The charismatic priest became known for giving the children who visited him a coin, often of two escudos and fifty cents. The gesture, he argued, created a bond similar to the one that exists between godparents and godchildren, although without the spiritual protection conferred by baptism. Marisa has long lost track of the coin she received when she first met Father Miguel, but the episode – one which was repeated with thousands of children from all over Portugal – inspired the young woman to create a page on Facebook to honor the memory and the spiritual legacy of the beloved priest. The “Father Miguel’s Godchildren” Facebook page has 845 followers and brings together an extensive list of testimonies of graces and miracles that were allegedly obtained through José Miguel Garcia Pereira’s intercession: “I am just one among thousands of Father Miguel’s godchildren”, Marisa Sousa emphasizes. “Pilgrims continue to visit in large numbers the little chapel where he was buried, although the number of visitors has been decreasing as the years go by. As with the testimonies left on the page, the pilgrims visiting Soito are mainly Portuguese, but they come from all over the country”, she claims.

A long road to the altars

 

“Miracle worker,” “guardian angel,” “glorious protector”. These and other expressions abound in texts and comments on the Internet and in the social networks and most often precede the account of a grace allegedly granted through the intercession of Father Miguel. If it was up to the devotees, he would already have a captive place in the altars, but the attitude of those responsible for the Diocese of Guarda vis-à-vis to the popular acclamation has been one of cautiousness.
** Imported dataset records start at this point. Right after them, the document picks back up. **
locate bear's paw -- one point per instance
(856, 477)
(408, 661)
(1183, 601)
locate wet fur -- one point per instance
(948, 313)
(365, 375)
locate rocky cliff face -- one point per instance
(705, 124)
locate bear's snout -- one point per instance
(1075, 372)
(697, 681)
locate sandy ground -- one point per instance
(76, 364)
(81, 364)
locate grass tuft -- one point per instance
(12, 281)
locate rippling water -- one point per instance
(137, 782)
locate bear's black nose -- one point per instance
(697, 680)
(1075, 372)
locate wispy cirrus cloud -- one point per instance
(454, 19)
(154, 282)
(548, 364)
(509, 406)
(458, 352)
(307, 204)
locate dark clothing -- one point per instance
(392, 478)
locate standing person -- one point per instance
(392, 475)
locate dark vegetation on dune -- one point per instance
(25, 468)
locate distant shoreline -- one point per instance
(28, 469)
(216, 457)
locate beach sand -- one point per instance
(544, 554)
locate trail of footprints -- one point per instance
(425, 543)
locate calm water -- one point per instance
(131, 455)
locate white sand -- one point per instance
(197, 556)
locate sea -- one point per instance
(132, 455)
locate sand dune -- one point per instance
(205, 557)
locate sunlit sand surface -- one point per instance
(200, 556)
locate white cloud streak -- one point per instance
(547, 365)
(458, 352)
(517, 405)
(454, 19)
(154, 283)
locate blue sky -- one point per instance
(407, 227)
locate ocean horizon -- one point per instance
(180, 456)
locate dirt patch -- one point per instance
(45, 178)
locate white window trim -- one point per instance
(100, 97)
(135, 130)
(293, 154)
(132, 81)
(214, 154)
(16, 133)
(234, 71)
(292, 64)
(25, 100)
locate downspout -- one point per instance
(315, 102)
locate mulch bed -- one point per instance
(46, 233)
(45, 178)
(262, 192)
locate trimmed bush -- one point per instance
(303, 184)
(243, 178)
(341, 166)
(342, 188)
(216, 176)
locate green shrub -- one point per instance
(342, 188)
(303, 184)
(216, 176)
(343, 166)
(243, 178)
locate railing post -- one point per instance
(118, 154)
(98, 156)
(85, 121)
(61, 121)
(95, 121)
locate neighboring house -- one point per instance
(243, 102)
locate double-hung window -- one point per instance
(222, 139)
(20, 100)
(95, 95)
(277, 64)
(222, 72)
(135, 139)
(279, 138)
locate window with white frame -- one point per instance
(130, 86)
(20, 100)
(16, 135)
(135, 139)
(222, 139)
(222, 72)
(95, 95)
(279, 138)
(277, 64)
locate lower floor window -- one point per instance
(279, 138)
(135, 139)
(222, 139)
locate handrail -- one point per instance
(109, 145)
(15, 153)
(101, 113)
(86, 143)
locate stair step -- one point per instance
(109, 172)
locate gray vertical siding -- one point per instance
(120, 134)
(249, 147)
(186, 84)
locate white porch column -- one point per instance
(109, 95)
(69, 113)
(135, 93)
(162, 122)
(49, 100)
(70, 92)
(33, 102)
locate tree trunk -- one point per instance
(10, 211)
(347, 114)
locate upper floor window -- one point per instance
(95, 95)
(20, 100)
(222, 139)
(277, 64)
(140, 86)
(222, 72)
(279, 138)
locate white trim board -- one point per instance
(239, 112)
Such a posture does not surprise José Cunha Simões. The publisher, author of a handful of books on the life and legacy of José Miguel Garcia Pereira, argues that the restraint shown by the Catholic Church is in line with the dispossession and humbleness that Father Miguel himself kept all his life: “Father Miguel always refused the idea of holiness of any sort or degree while he was alive. He believed that he was a protégé of God and that God gave him energies to benefit those who believed he could heal and help them. The only condition was that they loved their neighbors like they loved themselves,” the 83-year-old editor says. “That energy produced effects according to our own purity. In the books I published about Father Miguel there are sufficient accounts of what can be seen as miracles, but he did not give them such an importance. He believed that we all have such an energy, that we all have what it takes to help those who suffer or those in need,” José Cunha Simões adds.

A former member of the Portuguese national Parliament, elected as an independent legislator on the lists of a right-wing party, Cunha Simões met Father Miguel in 1976, when he was Meimão’s parish priest. The meeting left a lasting impression: “From the first minute I met him, he was the confirmation that all beings are permanently connected with God,” the former parliamentarian admits.

José Cunha Simões is utterly convinced that the beloved priest’s admission to the honors of the altars is inevitable, even though the process concerning Father Miguel’s cause of beatification may take time to mature: “It seems to me that, due to Father Miguel’s position in life, the Church and his own family decided to let time go by. I believe that in the future, with the due restraint and new proofs, concerning facts that happened after his death, it will be possible to seek his beatification,” the veteran publisher sustains. “His nephew, Artur Rito Pereira, has collected quite a few extraordinary reports, but they won’t be brought to the public knowledge unless they can be properly studied and confirmed,” the former Portuguese legislator claims.